The Observatory quoted its sources as saying that one of the village women told the officer: “Get out of here. We don’t want you, we are safe.” “You can go and take it from Erdogan … What have you done here? … We don’t need your protection.”
And the French Press Agency published images of the incident, which it said took place in the city of Derbek (Al-Malikiyah) in Al-Hasakah.
The observatory said the Russian convoy consisted of 11 military vehicles and was prevented from crossing the main road into the city.
The Syrians accuse the Russian military of supporting the regime to carry out raids that have killed thousands of civilians, and the Russian air force is accused of being responsible for the deaths of many Syrians through its raids.
Last May, Amnesty International said it had documented 18 attacks by the Syrian regime and Russian forces on medical and educational facilities over the past year in northwestern Syria, warning that they amount to “war crimes.”

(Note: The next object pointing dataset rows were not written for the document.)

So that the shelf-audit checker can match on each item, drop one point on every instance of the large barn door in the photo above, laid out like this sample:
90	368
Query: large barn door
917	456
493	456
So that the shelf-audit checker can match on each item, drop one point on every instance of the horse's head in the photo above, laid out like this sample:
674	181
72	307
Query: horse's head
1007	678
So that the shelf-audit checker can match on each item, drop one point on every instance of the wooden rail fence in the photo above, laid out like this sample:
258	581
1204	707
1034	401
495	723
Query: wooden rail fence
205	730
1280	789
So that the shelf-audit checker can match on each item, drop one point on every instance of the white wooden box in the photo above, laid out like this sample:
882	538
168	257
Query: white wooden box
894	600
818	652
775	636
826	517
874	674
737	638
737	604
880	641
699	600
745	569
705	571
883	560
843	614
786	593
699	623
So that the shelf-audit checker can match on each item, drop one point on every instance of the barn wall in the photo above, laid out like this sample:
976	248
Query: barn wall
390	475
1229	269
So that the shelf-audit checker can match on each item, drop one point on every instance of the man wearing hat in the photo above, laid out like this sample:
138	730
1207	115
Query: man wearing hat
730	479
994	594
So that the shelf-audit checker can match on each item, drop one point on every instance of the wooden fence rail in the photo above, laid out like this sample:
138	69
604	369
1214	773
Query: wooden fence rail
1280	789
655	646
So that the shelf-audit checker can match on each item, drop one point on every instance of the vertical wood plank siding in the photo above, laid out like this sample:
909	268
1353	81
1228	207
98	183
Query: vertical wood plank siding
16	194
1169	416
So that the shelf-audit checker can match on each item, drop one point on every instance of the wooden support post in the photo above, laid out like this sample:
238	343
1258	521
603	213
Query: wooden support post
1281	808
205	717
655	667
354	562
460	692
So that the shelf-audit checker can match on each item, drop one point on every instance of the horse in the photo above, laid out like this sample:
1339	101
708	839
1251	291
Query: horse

Starting last year, regime forces, with the support of Russia, carried out several military campaigns against the governorate of Idlib and its surroundings, where nearly three million people reside in the areas controlled by Hayat Tahrir al-Sham ( formerly al-Nusra) and other less powerful factions.
The organization documented among the attacks, Russian raids near a hospital in the city of Jericho on January 29, which resulted in the destruction of at least two residential buildings and the death of 11 civilians.
He also reported that he was documenting an internationally banned attack by regime forces on a school in Idlib city on February 25, which killed three people.
The war in Syria has killed more than 380,000 people, displaced millions and displaced more than half of the population within and outside the country, as well as destroyed infrastructure, depleted the economy and exhausted various sectors.